All the same, I try my best to be helpful, because I am the only person who can enter into Harrison’s interests, and he has really written a very entertaining little piece of work, full of odd bits of out-of-the-way knowledge, scraps of country lore and queer old-fashioned recipes and things. He must have made extraordinary good use of his holidays, and there’s not a plant or animal in the country fit for food that he doesn’t know the last word about. He has made a wonderful collection of botanical diaries, which ought to be of considerable scientific value, and he brings a really scholarly mind to his rather unscholarly subject. His water-colours, though too prim considered as pictures, make really rather attractive book-illustrations, and his drawings of plants and fungi are beautifully accurate in line and colour — far better than the stuff you find in the usual textbooks. And, indeed, the vagaries of the three-colour process are enough to make Job irritable. I told him that he should take as his motto for the book the famous misprint in the Bible, ‘Printers bave persecuted me with a cause’ — which pleased him.

8

Profiting by my position as literary guide and mentor, I have (with colossal tact) persuaded him to let the famous portrait be shown. We got around to it by way of cookery, oddly enough. I said that cookery was really a very important creative art, which was not properly understood in this country, being chiefly left in the hands of women, who were not (pardon me, Bungie) as a rule very creative.
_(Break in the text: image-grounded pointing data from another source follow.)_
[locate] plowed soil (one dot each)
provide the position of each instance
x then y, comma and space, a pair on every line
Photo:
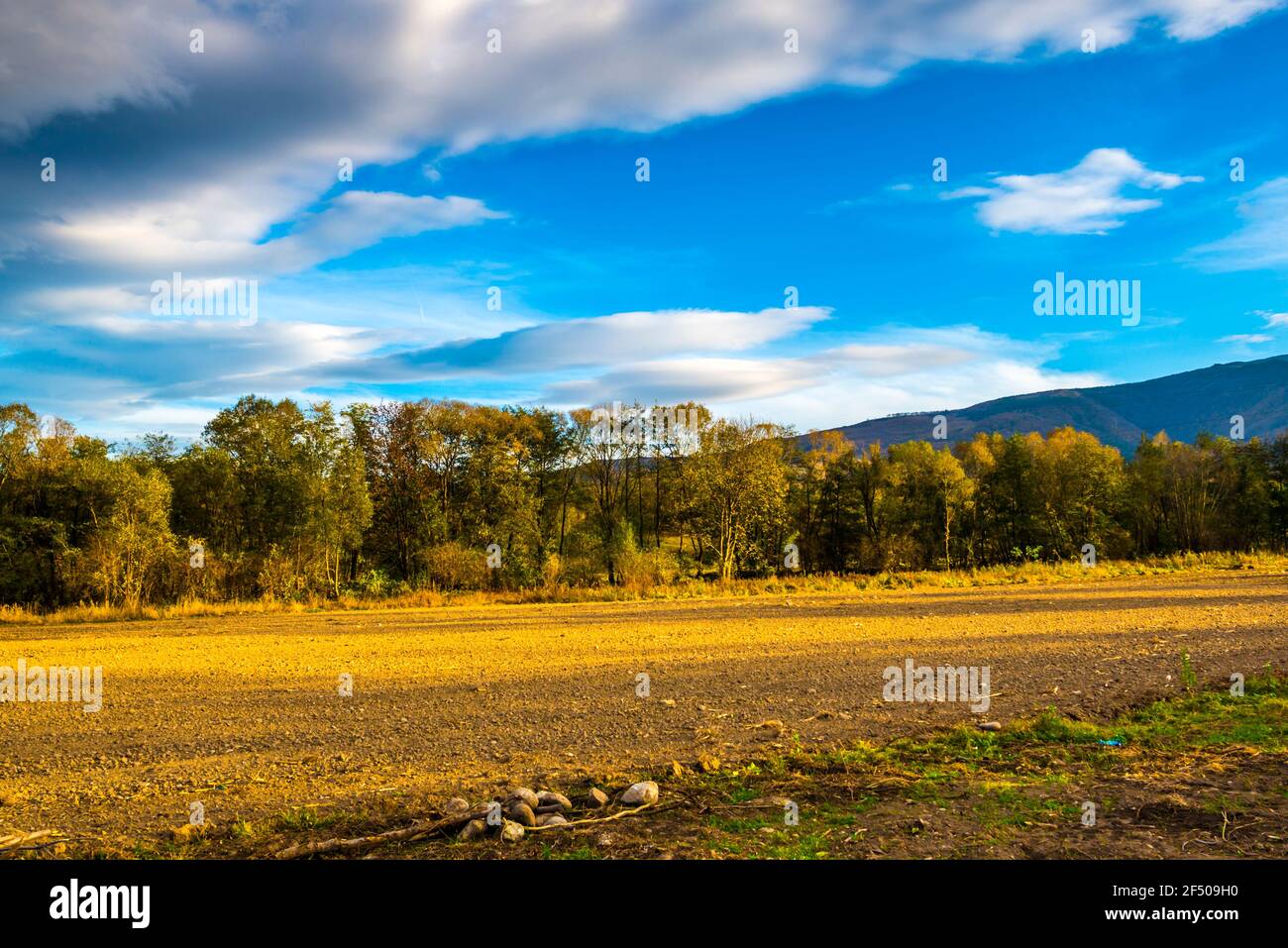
245, 714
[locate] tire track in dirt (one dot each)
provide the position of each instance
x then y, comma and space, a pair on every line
244, 712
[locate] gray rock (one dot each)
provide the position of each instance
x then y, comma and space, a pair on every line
639, 793
548, 797
520, 813
526, 796
596, 798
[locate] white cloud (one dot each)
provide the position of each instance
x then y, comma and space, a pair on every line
1086, 198
1247, 339
153, 240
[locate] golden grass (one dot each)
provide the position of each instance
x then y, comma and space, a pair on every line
681, 588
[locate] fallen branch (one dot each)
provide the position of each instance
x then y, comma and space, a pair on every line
420, 828
21, 839
604, 819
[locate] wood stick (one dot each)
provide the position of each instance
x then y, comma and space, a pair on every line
423, 827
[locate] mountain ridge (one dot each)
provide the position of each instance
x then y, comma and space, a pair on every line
1183, 404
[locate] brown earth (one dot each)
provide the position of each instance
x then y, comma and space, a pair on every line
244, 714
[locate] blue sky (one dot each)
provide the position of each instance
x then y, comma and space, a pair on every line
511, 176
That led on to a general discussion of Art, and the yearning that every creative artist feels to obtain a public response to his art. And so, by devious ways, to Lathom and his picture. I said that, while I entirely understood Mrs Harrison’s quite natural feeling that to exhibit her portrait would be, to a great extent, exhibiting herself, to Lathom it was, of course, quite a different matter. It was his work, his handling of line and colour, for which he wanted public recognition. But I admitted that a woman could not be expected to appreciate this point of view.

As I had foreseen, Harrison took this as an indirect criticism of his wife, and promptly reacted against it. She was not, he said, like the ordinary woman. She had a remarkable gift for artistic appreciation. He felt sure that if he put it to her in the right light, she would see that it was not a personal question at all. Indeed, she had made no objection herself — it was he who had been afraid of exposing her to unwelcome notoriety. But it should be made quite clear that the painting was the important matter, and that the subject had no personal bearings of any kind.

It was very odd, Bungie, to see him reassuring himself in this vicarious way. And it was still odder that I had a feeling all the time as if I was doing something unfair. His attitude about the thing was preposterous, of course, but I have a queer feeling about Mrs Harrison. She isn’t so stupid that she can’t see Lathom’s point of view. It would matter less if she were. It is that she is clever enough to see it and adopt it when it is pointed out, and to make it into a weapon of some kind for something or other. Not knowing that it is a weapon, either; practising a sort of ju-jitsu, that overcomes by giving way — good God! what a filthy bit of obvious journalese metaphor!